Job Summary:
TikTok is the leading destination for short-form mobile video. The Data Ecosystem Team is seeking a Software Engineer Graduate to design and implement data architecture for large-scale recommendation systems, ensuring system reliability and performance.
Responsibilities:
• Design and implement real-time and offline data architecture for large-scale recommendation systems.
• Build scalable and high-performance streaming Lakehouse systems that power feature pipelines, model training, and real-time inference.
• Collaborate with ML platform teams to support PyTorch-based model training workflows and design efficient data formats and access patterns for large-scale samples and features.
• Own core components of our distributed storage and processing stack, from file format to stream compaction to metadata management.
Qualifications:
Required:
• Individuals who are completing or have recently completed a Bachelor’s or Master’s degree in Software Development, Computer Science, Computer Engineering, or a related technical discipline.

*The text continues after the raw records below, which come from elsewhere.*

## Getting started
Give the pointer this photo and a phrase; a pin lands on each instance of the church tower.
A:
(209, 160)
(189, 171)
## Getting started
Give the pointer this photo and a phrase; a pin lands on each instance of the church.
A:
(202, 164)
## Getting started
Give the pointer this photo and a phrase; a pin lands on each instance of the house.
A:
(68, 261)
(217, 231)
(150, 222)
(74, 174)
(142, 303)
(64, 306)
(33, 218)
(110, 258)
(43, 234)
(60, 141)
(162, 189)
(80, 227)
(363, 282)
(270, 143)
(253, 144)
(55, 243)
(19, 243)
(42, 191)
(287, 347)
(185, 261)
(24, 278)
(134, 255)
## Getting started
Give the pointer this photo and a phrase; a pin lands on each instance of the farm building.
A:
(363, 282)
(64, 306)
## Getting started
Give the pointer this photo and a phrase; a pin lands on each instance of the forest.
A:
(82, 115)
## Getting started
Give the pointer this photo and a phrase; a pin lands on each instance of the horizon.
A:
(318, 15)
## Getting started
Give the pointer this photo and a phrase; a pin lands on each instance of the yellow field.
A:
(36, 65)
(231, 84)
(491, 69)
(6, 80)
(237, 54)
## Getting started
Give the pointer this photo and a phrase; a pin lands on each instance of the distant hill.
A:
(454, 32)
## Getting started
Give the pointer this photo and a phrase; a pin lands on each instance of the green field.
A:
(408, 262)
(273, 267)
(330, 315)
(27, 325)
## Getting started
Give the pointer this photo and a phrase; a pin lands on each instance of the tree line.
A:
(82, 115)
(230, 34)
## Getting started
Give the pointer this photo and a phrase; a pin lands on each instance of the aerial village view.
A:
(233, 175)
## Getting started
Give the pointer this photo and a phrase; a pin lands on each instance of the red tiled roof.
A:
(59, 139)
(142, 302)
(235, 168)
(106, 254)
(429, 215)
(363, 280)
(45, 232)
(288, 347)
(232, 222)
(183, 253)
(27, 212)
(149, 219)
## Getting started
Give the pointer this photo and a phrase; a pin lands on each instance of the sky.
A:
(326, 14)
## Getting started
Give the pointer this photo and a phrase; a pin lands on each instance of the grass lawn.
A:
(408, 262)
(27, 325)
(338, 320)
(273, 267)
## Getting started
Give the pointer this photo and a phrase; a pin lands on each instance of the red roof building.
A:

• Experience building large-scale distributed systems, preferably in storage, stream processing, or ML infrastructure.
• Familiarity with modern Lakehouse technologies such as Apache Paimon, Iceberg, Delta Lake, or Hudi, especially around incremental ingestion, schema evolution, and snapshot isolation.
Preferred:
• Understanding of Apache Flink internals, with hands-on experience in state management, connectors, or UDFs.
• Experience in designing and optimizing Flink + Paimon architectures for unified batch/stream processing.
• Familiarity with feature storage and training data pipelines, and their integration with PyTorch, especially for large-scale model training.
• Knowledge of columnar file formats (Parquet, ORC, Lance) and how they are used in feature engineering or ML data loading.
• Proficiency in Java/Scala/C++, and strong debugging/performance tuning ability.
• Previous experience in Lakehouse metadata management, compaction scheduling, or data versioning is a plus.
• Knowledge of legacy data stores like HBase/Kudu is a bonus but not required.
Company:
TikTok is a short-form video entertainment app and social network platform. It is a sub-organization of ByteDance. Founded in 2003, the company is headquartered in Los Angeles, USA, with a team of 10001+ employees. The company is currently Late Stage.